A well planned, designed and installed fence and access solution will add real substance to the protection of a perimeter and can also yield significant savings in the overall cost of site security by reducing the requirement for more expensive electronic alternatives or manned guarding.

Specify for success

Once the threats facing the site have been established and the appropriate types of products designed to mitigate risks and provide the desired level of protection are identified, the focus shifts to selecting the right products from the right producers.

For higher risk sites, various tested and approved or certified products appropriate to mitigating different types of threat are available, which all carry the assurance of proven performance; for example LPS 1175 provides a security rating for products (1 = lowest rating, 8 = highest) which is based on the attack time a product is able to withstand given an allowable tool set and maximum work time.

Most utilities sites would employ products, which have been tested and certified under LPS 1175 while for higher risk applications Approved for UK Government Use products may be recommended by CPNI (The Centre for the Protection of National Infrastructure) as part of their advisory remit.

Where Hostile Vehicle Mitigation measures to protect against vehicle borne attack is required, both PAS 68 and IWA 14 certified crash rated fences / barriers / gates provide a range of effective solutions.

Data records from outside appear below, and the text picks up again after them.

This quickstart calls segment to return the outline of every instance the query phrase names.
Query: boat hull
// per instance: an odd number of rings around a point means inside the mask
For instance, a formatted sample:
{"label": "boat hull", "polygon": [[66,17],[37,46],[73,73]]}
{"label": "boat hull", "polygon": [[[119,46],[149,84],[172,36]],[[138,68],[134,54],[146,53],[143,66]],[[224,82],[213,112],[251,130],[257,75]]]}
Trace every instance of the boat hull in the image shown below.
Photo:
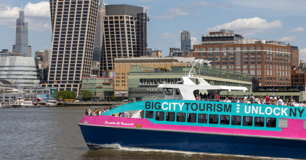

Installing for performance

Any physical perimeter security product, regardless of the testing it has undergone to prove its ability to withstand various challenges is only as good as its installation.  It can only deliver to its design specification level if it is regularly inspected, maintained and repaired.

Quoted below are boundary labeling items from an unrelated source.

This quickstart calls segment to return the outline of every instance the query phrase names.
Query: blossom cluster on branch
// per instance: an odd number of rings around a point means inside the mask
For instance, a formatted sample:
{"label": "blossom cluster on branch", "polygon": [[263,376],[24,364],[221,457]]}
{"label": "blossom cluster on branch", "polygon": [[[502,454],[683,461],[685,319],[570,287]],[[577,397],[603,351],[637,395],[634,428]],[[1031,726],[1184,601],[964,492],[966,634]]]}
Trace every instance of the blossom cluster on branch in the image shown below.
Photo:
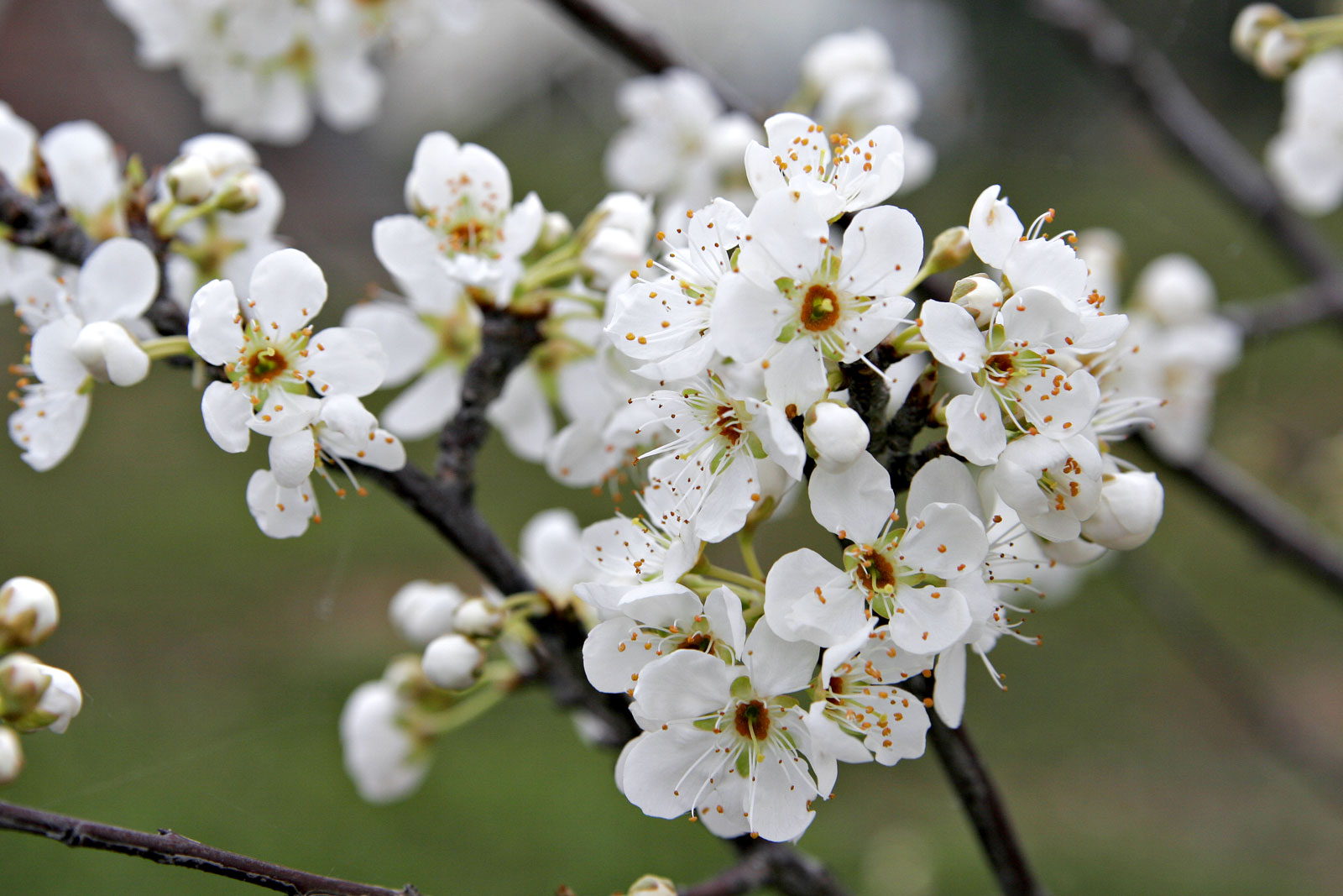
{"label": "blossom cluster on branch", "polygon": [[[211,117],[271,140],[306,132],[309,91],[333,124],[364,121],[368,47],[431,7],[114,5]],[[439,484],[469,505],[471,458],[449,455],[483,439],[461,431],[483,418],[616,509],[533,519],[532,590],[396,594],[389,618],[416,652],[340,720],[360,794],[415,790],[435,739],[555,662],[544,633],[563,619],[587,684],[639,732],[615,771],[633,805],[792,841],[838,763],[923,755],[932,725],[960,725],[971,658],[999,681],[990,653],[1038,643],[1021,626],[1046,588],[1147,541],[1164,493],[1115,445],[1143,430],[1160,455],[1195,458],[1241,333],[1183,255],[1148,265],[1120,310],[1117,238],[1050,235],[1053,210],[1027,226],[999,185],[925,238],[888,204],[932,176],[909,130],[919,95],[870,31],[822,40],[763,122],[681,69],[619,105],[616,192],[577,223],[514,196],[489,149],[426,134],[406,211],[372,227],[395,292],[325,328],[326,278],[275,236],[283,197],[248,144],[204,134],[149,172],[91,122],[39,137],[0,106],[0,297],[30,336],[9,433],[51,469],[99,383],[189,365],[220,449],[269,439],[246,504],[263,533],[295,537],[321,521],[313,476],[363,493],[359,477],[403,470],[404,442],[434,435]],[[517,336],[501,320],[535,340],[501,345]],[[375,415],[363,399],[384,388],[400,392]],[[790,512],[829,536],[761,562],[757,531]],[[54,598],[47,613],[30,594],[0,590],[13,646],[54,625]],[[79,704],[59,670],[7,673],[15,657],[0,661],[0,776],[13,731],[63,729]]]}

Therefore, buying decisions need to also consider a number of contributing factors, which affect the integrity of these performance critical products.

For example, materials employed in their construction should be both fit for purpose and able to deliver a long service life.

Any steel used which is exposed to the elements above or under ground should at the very minimum be hot dip galvanised to BS EN 1461, inside and out, and ideally after basic manufacturing has been carried out.

The steel wire used in the production of mesh fence panels should be coated with a zinc-aluminium alloy treatment in preference to standard galvanised for increased life expectancy.

If timber is used it is good practice to ensure that it is manufactured from the right part of the right species of timber so that it is capable of accepting the required timber treatment, which will protect it against rot and wood boring insects.

Attention should be paid to fixtures and fittings – tamper evident, single use or integral concealed fixings on fencing and gates are far less vulnerable than nuts, bolts and rivets.

Given that physical perimeter security is an essential part of the infrastructure of a site and crucial to its safe operation, selecting products that are supported by a worthwhile quality guarantee makes a great deal of sense; as along with the peace of mind that comes with having immediate recourse in the event of a product failure, it also ensures costs are contained.

Maintaining performance

The final element to good physical perimeter security is the regular and scheduled inspection of the fence line to identify any changes, which might impact on its security integrity.

Litter, debris and dirt should be regularly cleared to allow an unhindered view of the condition of the fence and all repairs required, identified and remedied in a Condition Report.

Gates, turnstiles, barriers and blockers equally need to be regularly tested and checked for mechanical wear and tear, to not only maintain operational efficiency but also to ensure the continued safety of those entering / exiting the site.

Particular attention should be paid to the safe operation of automated gates and barriers, which are classed as machinery and as such, are covered by legislation requiring the occupier of the facility to ensure that they remain in safe working order.

It might sound obvious but just because a product hasn’t failed does not necessarily mean that it is working properly and unless there is a standard practice in place to routinely inspect, check, test, maintain and repair the physical elements of perimeter security infrastructure there is the risk that this will go unnoticed.